C++ Coroutines – Let’s Play with Them!

Amir Kirsh
Amir Kirsh reading time: 13 minutes
March 23, 2022

C++20 added a feature that a lot of us were waiting for – coroutines. (In another post we talked about other features that came out with C++20 and in other previous posts we also discussed related topics: modernizing your C++ code and the evolution of C++. 

In this post we are going to play a bit with C++ Coroutines. 

Let’s start with just a piece of code. 

template<typename T> 
unique_generator<T> range(T fromInclusive, T toExclusive) { 
    for (T v = fromInclusive; v < toExclusive; ++v) { 
        co_yield v; 
    } 
} 


int main() { 
    for (auto val : range(1, 10)) { 
        std::cout << val << '\n'; 
    } 
} 

You can find above code in Compiler Explorer, here: https://coro.godbolt.org/z/zK3E9TEce 

Let’s explain what we have above. 

A coroutine is a special function that can suspend its execution and resume later at the exact point where execution was suspended. When suspending, the function may return (yield) a value. When coroutine ends execution it also may return a value. 

When a coroutine is suspended, its state is copied into an allocated object that represents the state of the coroutine (not on the stack, we would call it the coroutine “frame”). When the coroutine is suspended, it returns some kind of “handle”. The return value itself would be generated through the handle. 

In the main above we use “range” as a coroutine function. The thing that makes “range” become a coroutine function is having  a “co_yield”, “co_return” or “co_await” within it. 

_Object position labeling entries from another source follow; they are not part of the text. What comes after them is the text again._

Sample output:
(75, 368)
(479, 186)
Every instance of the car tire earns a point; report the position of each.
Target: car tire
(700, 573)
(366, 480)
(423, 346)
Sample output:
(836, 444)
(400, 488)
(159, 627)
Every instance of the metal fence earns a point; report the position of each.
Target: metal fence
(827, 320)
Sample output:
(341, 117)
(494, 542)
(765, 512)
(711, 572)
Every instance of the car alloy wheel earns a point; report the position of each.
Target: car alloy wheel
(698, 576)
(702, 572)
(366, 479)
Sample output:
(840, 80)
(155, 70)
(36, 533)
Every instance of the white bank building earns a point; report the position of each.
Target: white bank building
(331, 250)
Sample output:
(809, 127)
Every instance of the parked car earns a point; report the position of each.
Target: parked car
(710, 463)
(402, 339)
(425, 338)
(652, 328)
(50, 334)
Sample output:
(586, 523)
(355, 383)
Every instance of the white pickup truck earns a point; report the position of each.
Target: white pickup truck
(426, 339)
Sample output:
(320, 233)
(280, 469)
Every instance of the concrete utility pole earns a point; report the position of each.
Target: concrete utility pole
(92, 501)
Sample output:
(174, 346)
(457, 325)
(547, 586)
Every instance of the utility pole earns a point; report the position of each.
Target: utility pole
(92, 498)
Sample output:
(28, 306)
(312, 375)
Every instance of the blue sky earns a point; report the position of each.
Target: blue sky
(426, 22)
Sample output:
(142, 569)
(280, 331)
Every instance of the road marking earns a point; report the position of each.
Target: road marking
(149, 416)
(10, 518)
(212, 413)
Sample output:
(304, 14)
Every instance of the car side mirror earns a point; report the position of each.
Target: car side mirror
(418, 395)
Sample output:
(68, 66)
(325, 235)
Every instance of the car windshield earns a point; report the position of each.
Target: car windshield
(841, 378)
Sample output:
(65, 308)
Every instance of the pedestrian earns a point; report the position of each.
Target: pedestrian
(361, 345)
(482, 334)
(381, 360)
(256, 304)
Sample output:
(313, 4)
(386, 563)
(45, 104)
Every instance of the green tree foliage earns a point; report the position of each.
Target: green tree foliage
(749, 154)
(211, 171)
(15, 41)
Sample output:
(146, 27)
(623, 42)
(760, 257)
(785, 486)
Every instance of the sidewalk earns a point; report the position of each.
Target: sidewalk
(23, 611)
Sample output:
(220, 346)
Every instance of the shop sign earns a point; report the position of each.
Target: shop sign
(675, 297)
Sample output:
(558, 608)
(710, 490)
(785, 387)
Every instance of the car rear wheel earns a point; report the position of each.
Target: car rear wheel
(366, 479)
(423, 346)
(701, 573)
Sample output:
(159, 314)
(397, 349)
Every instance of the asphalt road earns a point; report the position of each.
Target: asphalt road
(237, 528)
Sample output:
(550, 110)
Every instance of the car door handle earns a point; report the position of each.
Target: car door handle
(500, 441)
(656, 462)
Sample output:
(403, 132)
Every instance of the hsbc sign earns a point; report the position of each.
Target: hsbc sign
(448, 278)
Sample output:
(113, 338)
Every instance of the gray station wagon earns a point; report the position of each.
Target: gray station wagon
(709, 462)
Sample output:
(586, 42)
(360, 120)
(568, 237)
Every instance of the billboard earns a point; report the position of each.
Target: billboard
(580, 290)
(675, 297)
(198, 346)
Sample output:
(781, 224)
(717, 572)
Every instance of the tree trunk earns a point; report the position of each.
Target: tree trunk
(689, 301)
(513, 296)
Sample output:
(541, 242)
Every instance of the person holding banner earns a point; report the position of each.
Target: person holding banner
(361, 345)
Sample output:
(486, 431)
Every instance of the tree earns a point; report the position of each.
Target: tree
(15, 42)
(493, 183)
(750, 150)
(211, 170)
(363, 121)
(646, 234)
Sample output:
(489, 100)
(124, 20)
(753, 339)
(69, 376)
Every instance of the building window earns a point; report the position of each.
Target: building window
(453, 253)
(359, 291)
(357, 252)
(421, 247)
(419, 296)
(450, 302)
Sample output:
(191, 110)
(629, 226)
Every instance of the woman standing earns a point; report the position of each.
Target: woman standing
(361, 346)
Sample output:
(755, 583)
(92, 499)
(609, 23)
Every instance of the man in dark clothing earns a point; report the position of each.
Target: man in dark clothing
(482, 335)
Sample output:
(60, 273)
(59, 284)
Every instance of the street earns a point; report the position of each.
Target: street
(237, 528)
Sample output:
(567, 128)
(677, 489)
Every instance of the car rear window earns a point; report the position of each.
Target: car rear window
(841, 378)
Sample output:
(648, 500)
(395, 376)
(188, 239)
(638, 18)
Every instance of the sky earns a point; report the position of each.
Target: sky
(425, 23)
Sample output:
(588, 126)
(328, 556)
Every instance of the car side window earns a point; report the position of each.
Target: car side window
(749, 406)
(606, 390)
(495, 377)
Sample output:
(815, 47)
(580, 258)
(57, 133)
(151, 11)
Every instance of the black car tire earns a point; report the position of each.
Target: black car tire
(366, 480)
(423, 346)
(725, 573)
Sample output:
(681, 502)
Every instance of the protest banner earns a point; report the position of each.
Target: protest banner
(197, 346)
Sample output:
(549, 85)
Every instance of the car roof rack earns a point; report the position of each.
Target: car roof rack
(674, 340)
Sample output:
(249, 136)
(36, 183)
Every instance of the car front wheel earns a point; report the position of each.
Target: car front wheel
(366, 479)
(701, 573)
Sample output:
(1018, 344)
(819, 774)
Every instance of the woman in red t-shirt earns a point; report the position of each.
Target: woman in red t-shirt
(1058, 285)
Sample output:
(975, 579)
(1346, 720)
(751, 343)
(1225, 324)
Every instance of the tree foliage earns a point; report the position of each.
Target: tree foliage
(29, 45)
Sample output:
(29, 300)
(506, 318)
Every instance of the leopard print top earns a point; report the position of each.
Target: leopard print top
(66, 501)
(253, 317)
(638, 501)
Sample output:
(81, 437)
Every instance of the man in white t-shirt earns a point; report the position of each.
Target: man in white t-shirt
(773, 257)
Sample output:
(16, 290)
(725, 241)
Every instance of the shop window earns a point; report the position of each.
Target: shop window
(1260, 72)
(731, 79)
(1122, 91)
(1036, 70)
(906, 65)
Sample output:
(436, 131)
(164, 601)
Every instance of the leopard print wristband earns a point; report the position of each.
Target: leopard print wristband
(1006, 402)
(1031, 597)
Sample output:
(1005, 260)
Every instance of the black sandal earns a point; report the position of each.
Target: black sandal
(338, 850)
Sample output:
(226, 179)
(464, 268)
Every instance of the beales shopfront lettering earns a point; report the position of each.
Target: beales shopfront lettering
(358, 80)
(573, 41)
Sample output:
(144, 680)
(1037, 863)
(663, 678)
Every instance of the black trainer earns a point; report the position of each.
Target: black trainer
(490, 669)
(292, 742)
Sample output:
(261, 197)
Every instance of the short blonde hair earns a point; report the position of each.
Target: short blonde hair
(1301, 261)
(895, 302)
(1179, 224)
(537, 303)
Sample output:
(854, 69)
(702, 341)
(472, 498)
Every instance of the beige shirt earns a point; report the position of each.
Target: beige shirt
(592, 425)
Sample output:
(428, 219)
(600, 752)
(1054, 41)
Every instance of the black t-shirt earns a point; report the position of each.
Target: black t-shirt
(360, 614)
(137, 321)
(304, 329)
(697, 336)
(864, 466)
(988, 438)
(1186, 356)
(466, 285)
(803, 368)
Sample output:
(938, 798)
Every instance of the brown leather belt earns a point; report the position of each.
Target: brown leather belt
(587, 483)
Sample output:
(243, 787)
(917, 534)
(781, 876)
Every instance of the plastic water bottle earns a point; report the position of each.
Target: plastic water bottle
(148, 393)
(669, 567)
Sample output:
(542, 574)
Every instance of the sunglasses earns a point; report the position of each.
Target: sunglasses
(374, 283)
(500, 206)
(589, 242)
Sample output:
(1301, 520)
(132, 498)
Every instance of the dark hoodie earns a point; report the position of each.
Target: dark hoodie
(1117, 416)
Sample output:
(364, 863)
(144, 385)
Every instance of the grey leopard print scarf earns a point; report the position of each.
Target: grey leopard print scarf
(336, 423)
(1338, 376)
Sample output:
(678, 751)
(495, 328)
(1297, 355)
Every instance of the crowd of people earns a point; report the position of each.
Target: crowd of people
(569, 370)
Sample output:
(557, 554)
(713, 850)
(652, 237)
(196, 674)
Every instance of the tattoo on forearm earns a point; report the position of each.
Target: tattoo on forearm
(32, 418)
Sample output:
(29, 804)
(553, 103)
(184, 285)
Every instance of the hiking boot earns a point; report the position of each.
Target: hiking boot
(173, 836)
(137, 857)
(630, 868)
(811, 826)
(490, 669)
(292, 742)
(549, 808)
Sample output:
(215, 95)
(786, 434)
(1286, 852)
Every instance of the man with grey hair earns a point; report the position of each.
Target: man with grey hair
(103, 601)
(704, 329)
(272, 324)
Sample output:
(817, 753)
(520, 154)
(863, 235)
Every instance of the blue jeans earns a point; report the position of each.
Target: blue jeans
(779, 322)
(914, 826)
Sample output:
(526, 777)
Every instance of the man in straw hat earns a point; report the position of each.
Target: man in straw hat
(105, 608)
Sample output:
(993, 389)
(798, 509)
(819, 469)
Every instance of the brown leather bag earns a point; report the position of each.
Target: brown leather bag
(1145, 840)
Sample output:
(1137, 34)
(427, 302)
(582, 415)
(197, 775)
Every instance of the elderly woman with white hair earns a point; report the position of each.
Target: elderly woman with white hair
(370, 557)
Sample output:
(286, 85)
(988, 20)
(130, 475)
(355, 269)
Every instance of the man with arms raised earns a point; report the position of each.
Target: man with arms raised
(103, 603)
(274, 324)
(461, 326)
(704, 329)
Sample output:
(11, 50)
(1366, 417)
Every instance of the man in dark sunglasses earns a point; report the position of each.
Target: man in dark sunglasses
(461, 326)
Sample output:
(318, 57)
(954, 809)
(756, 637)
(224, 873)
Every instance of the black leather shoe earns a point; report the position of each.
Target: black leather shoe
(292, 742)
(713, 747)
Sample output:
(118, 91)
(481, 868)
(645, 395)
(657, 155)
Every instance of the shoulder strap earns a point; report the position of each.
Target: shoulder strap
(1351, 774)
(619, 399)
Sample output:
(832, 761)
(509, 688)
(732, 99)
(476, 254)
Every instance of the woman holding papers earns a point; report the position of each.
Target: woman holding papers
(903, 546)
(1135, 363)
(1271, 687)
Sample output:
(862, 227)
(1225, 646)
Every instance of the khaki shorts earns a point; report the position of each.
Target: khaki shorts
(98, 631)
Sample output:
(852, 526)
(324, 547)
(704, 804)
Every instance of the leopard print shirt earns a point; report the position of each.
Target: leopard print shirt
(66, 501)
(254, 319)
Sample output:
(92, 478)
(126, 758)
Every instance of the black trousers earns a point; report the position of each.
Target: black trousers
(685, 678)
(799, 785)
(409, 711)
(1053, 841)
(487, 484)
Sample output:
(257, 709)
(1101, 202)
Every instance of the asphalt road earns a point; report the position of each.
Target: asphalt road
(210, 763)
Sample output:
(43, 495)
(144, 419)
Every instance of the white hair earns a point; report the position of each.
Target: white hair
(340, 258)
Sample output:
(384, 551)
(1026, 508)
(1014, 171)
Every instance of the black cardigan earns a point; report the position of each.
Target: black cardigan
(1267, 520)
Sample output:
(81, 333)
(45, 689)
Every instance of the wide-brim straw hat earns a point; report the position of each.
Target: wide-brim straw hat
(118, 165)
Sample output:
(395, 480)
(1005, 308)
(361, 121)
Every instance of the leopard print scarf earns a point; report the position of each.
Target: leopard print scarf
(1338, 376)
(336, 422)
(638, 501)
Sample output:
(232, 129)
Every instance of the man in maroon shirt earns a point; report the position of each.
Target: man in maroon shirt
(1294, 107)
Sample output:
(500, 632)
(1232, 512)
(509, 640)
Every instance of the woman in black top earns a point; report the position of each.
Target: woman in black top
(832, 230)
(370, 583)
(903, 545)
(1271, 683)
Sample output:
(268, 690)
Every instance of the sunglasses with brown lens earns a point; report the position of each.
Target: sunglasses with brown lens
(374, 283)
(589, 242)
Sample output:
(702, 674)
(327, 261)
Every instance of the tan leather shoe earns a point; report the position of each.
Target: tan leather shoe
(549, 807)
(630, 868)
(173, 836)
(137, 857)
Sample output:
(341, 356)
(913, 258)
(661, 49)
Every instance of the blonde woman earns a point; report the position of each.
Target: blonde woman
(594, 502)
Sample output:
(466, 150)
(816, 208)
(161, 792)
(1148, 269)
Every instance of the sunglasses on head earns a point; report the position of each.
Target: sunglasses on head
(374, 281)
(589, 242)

In the above function we use “co_yield”, which returns a value while keeping the “frame” of the function, so we can get back to it for the next iteration and the function would preserve its state for us. 

Note that it is not the same as using a static variable to preserve state, as we can call the coroutine from different threads, or recursively, and each call would preserve its own “frame” independently. To achieve that, the state of the function has to be allocated into a “frame” which is managed through the return value of the coroutine. 

The return “handle” of the coroutine is set by the return type. This “handle” holds an inner promise_type (note that this is not related to std::promise). The promise_type must have the function get_return_object(). For other requirements for promise_type, see cppreference on coroutines promise_type.  

The machinery of handling the promise_type and the lifetime of the coroutine “frame” is a real burden. To avoid that you can use an existing implementation and focus on the implementation of the coroutine itself. The cppreference usage example for std::coroutine_handle presents such an implementation for a generator class. We used a similar generator from another library in the example above. This library brings us the unique_generator type, which behaves as an iterator (i.e., we can iterate over the values being yielded from our coroutine, using the return value type unique_generator) in a similar way to the Generator presented in the above cppreference link. 

The responsibility of the unique_generator is not easy stuff. It should handle the coroutine frame allocation and deallocation. If you want to have a peep at the nitpicking of handling coroutine frames, take a look at this bug fix for unique_generator. 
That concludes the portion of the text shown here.